Aunque perteneciente plenamente a la neovanguardia, estaba convencido de la
capacidad del arte para transformar el mundo; de ahí su compromiso con la
libertad, la utopía, la ética, la justicia y la dignidad del ser humano sobre
la tierra.
La gran muestra retrospectiva que le dedicó el Reina
Sofía en la primavera del año 2000, en cuyo catálogo se recogían algunos
fragmentos estelares de su incomparable producción ensayística, demostraba sin
ambages que nadie ha sido capaz de lograr con la arena, polvo de mármol,
aglutinantes y otros materiales que él nunca desveló, unas posibilidades
expresivas más altas, dotando a sus composiciones, a pesar de su innegable
carácter físico y matérico, de un misterio y una imposibilidad de explicación
racional que se remonta a Leonardo. El gran florentino dejó dicho que la
pintura es «cosa mentale», y aunque Tàpies en ningún momento ha negado que el
arte sea un medio de conocimiento y de explicación de la realidad, también ha
afirmado que probablemente ningún gran artista haya actuado por un mecanismo
únicamente racional. La prueba más sólida sería, una vez más, el autor de la
dama submarina del Louvre, que a su condición de científico unía la rarísima
capacidad de penetrar en inescrutables secretos y misterios del Universo.
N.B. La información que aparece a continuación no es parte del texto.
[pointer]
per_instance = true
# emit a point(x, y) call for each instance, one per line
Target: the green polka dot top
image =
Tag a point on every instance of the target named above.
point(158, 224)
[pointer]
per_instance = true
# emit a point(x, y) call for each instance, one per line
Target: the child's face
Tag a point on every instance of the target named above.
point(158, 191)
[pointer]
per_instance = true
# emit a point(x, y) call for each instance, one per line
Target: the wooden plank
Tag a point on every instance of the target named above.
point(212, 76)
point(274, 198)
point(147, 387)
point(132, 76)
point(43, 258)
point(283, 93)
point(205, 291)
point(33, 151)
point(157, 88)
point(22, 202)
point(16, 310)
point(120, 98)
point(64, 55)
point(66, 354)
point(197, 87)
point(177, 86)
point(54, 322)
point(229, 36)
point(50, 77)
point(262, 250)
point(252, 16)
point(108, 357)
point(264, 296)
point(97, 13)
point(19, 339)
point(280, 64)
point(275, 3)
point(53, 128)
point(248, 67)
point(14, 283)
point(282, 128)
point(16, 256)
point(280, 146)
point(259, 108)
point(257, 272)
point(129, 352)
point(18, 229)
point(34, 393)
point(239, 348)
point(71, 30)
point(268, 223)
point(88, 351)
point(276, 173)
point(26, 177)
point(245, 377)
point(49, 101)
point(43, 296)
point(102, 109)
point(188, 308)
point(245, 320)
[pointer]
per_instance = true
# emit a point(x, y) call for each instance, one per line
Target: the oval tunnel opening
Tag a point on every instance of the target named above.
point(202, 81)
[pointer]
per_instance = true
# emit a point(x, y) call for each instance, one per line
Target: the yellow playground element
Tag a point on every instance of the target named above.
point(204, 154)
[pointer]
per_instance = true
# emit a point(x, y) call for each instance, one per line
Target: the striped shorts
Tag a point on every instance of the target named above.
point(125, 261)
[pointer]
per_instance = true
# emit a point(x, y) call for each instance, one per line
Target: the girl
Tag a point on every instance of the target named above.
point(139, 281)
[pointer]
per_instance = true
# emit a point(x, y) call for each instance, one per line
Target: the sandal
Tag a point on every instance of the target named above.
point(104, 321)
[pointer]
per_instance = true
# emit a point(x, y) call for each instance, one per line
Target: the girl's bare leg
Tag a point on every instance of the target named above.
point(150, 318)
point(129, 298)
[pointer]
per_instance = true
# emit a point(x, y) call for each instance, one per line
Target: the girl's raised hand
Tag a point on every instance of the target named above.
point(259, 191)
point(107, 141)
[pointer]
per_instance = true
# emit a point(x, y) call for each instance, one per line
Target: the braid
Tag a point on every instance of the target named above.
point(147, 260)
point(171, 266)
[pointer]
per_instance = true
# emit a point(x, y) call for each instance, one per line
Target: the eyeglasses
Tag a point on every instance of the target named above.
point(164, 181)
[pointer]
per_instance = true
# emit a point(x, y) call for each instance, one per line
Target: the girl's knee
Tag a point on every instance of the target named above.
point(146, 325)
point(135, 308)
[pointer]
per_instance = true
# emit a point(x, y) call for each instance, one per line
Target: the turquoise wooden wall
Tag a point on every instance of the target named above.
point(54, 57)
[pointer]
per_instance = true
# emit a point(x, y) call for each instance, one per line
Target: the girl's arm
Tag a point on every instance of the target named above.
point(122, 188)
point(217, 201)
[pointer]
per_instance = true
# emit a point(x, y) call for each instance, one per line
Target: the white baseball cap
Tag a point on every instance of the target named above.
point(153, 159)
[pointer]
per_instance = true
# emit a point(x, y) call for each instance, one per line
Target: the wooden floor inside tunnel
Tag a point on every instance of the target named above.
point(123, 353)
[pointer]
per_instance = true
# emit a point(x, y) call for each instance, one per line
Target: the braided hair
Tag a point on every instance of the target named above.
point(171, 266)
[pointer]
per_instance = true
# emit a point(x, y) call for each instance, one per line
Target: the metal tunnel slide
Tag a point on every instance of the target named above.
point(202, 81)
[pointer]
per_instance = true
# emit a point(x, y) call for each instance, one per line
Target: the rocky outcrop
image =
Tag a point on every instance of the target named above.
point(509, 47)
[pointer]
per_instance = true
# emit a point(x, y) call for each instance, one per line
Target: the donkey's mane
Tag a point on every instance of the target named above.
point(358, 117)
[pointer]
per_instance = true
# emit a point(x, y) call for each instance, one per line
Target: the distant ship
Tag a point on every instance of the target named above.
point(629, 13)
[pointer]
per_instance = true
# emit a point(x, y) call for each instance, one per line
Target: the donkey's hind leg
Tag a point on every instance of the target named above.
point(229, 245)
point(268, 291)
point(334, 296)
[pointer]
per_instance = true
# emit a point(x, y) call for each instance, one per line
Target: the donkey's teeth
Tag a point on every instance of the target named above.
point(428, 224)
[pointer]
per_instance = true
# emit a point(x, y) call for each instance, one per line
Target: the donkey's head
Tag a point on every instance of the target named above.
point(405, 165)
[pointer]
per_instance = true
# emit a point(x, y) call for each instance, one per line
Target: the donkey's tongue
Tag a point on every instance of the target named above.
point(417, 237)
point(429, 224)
Tàpies estaba también convencido de que la profundización en la realidad
requiere un estado de angustia psíquica y de tensión espiritual. El carácter —por experimental e innovador— subversivo de su obra se alía
paradójicamente con el silencio, ofreciéndonos ese «fruto de la nada» del que
hablaba el Maestro Eckhart.
Publicado por el diario SUR de Málaga el 13 de febrero de 2012.